ABSTRACT OF PAPER

Title: The Dutch background of Bernard Mandeville’s thought: escaping the Procrustean bed of neo-Augustinianism
Author: Verburg Rudi


Among the intellectual sources from which Mandeville drew, most emphasis is given to the French moral tradition, in particular Jansenist philosophy larded with a good measure of skepticism. And sure enough, many of the themes which we find in Mandeville can be traced directly to the French intellectual tradition. Nevertheless, the neo-Augustinian outlook of the French moral tradition should not be turned into a Procrustean bed by depreciating the Dutch background of Mandeville’s thought. This paper advances the argument that the parts discarded to fit the Procrustean bed of (neo) Augustinianism do have a story to tell about the novelty of Mandeville’s thought and that the Dutch background is a neglected part of that story. In the seventeenth century trade and commerce increasingly came to be recognized as the source from which the well-being of the commonwealth sprang, generating the necessary flows of means to pay for government, infrastructure and security.

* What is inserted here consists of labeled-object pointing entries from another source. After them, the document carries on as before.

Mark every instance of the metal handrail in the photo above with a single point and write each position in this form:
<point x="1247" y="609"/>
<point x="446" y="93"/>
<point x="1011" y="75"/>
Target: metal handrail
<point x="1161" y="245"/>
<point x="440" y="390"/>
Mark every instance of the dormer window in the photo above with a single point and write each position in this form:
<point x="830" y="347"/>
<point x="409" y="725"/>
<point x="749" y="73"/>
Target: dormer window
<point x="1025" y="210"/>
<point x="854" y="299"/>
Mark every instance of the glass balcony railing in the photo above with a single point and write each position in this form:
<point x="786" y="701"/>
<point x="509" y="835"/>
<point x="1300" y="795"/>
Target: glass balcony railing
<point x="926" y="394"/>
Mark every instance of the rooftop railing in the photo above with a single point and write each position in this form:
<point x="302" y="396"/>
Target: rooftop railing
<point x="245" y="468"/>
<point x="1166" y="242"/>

Trade and commerce, however, thrive on the ambitions and desire for gain of individuals. Passions which always had been perceived as unruly now seemed to be an indispensable part of public well-being. The Dutch republicanism of Johan and Pieter De la Court was an attempt to come to terms with commercial society, its opportunities, threats and conditions. Reappraising the role of man’s passions, they emphasized the positive contribution of interest and honour in securing the health and wealth of the commonwealth. This positive theory of interest and the passions, I like to suggest, was an equally necessary foundation of Mandeville’s thought as was the French moral tradition. To this purpose, the paper first deals with the French moral tradition and proceeds with the views of the brothers De la Court in order to bring out the basic logic of both discourses. It is argued next that, going beyond the brothers De la Court, Mandeville built a new ‘logic’ from ideas taken from both discourses, in which the commercial republicanism of Johan and Pieter de la Court presented Mandeville a springboard to negotiate the passage into commercial modernity.